In [None]:
import os
from uuid import uuid4
import pandas as pd
from IPython.core.interactiveshell import InteractiveShell

os.environ["AWS_ACCESS_KEY_ID"] = "minio"
os.environ["AWS_SECRET_ACCESS_KEY"] = "miniominio"

ENDPOINT_URL = "http://0.0.0.0:9000"

InteractiveShell.ast_node_interactivity = "all"

In [None]:
!tree

In [None]:
!docker-compose up -d

* What is it
  * why would I use it
  * core building blocks
  * use examples
* instalation
* core features
  * FileSystem
    * local
    * s3
  * DataIO
    * parquet
    * dsv
      * types
  * Bonus: JsonLogger
  
* notes
  * no pre-checks - be careful what you try to read, write
  * copy between bucket - possible but not always optimal
  * test-covered but not perfect, found a bug during preparation
  * 

This notebook demonstrats the capabilities a `data-toolz` package. An open-source python package for handling filesystem I/O and conveniant Pandas wrapper features.

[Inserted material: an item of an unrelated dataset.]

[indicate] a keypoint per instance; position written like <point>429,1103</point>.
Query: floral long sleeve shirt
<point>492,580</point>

# What is [data-toolz](https://pypi.org/project/data-toolz/)?
`data-toolz` is an open-source python package providing convenient access to I/O operations for both local filesystem and cloud storage (currently AWS S3 supported), as well a layer for accessing data-like objects (`parquet`, `dsv`).

## Why use it
The thought behind creating this package was to standardize common and recuring I/O operations and minimize boilerplate code.

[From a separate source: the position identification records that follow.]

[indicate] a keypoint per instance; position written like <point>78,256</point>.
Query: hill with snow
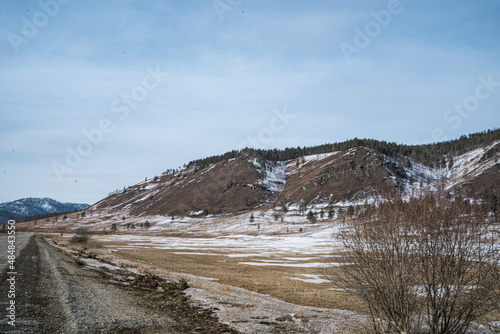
<point>341,178</point>
<point>31,206</point>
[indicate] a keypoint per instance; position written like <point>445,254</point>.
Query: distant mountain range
<point>349,173</point>
<point>28,207</point>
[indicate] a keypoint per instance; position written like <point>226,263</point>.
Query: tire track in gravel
<point>55,295</point>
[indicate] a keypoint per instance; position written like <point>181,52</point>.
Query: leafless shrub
<point>429,259</point>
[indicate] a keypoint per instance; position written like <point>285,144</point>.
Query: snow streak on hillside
<point>274,175</point>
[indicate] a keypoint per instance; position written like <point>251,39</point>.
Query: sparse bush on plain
<point>430,260</point>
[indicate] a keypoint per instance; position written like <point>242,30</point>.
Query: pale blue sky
<point>204,77</point>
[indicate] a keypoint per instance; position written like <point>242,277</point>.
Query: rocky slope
<point>331,179</point>
<point>31,206</point>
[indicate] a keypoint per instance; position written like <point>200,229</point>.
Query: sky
<point>98,95</point>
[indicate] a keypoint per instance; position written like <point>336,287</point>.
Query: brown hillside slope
<point>227,186</point>
<point>353,175</point>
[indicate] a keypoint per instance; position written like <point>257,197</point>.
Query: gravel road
<point>57,293</point>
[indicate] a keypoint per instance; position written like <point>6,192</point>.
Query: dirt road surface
<point>55,293</point>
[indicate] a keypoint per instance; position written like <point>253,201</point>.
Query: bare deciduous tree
<point>430,259</point>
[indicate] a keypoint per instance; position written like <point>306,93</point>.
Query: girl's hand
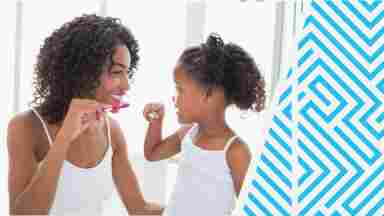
<point>154,111</point>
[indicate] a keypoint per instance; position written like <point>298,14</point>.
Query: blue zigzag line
<point>368,197</point>
<point>332,183</point>
<point>361,153</point>
<point>308,171</point>
<point>354,27</point>
<point>349,159</point>
<point>356,12</point>
<point>359,170</point>
<point>311,37</point>
<point>279,123</point>
<point>344,51</point>
<point>370,7</point>
<point>259,204</point>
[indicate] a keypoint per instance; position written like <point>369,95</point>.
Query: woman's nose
<point>124,83</point>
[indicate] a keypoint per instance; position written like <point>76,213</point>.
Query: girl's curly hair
<point>72,59</point>
<point>215,64</point>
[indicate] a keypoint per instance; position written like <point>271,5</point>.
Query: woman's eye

Most "data processes" involve:
* reading input
* processing
* writing output

Let's look at a simple example of reading a file, processing it and storing the results locally

In [None]:
# reading/writing local files, using standard library

with open("example-bucket/data.txt") as file:
    data = [int(item) for item in file]

processed = list((item, f"hello {item} from local") for item in data)

with open("example-bucket/processed-local.txt", mode="wt") as file:
    for item in processed:
        size = file.write(f"{item}\n")

In [None]:
!cat example-bucket/processed-local.txt

And now the same operation in a cloud environment

In [None]:
# reading/writing s3 files, using boto3

import boto3

s3_client = boto3.client("s3", endpoint_url=ENDPOINT_URL)

obj = s3_client.get_object(Bucket="example-bucket", Key="data.txt")
data = [int(item) for item in obj["Body"].read().decode("utf-8").split()]

processed = list((item, f"hello {item} from s3") for item in data)

body = "".join(f"{item}\n" for item in processed).encode("utf-8")
response = s3_client.put_object(Bucket="example-bucket", Key="processed-s3.txt", Body=body)

In [None]:
!cat example-bucket/processed-s3.txt

And now the same steps using `data-toolz`

In [None]:
from datatoolz.filesystem import FileSystem

fs = FileSystem()  # equivalent to `FileSystem("local")`

with fs.open("example-bucket/data.txt") as file:
    data = [int(item) for item in file]

processed = list((item, f"hello {item} from local datatoolz") for item in data)

with fs.open("example-bucket/processed-local-dt.txt", mode="wt") as file:
    for item in processed:
        size = file.write(f"{item}\n")

In [None]:
!cat example-bucket/processed-local-dt.txt

In [None]:
fs = FileSystem("s3", endpoint_url=ENDPOINT_URL)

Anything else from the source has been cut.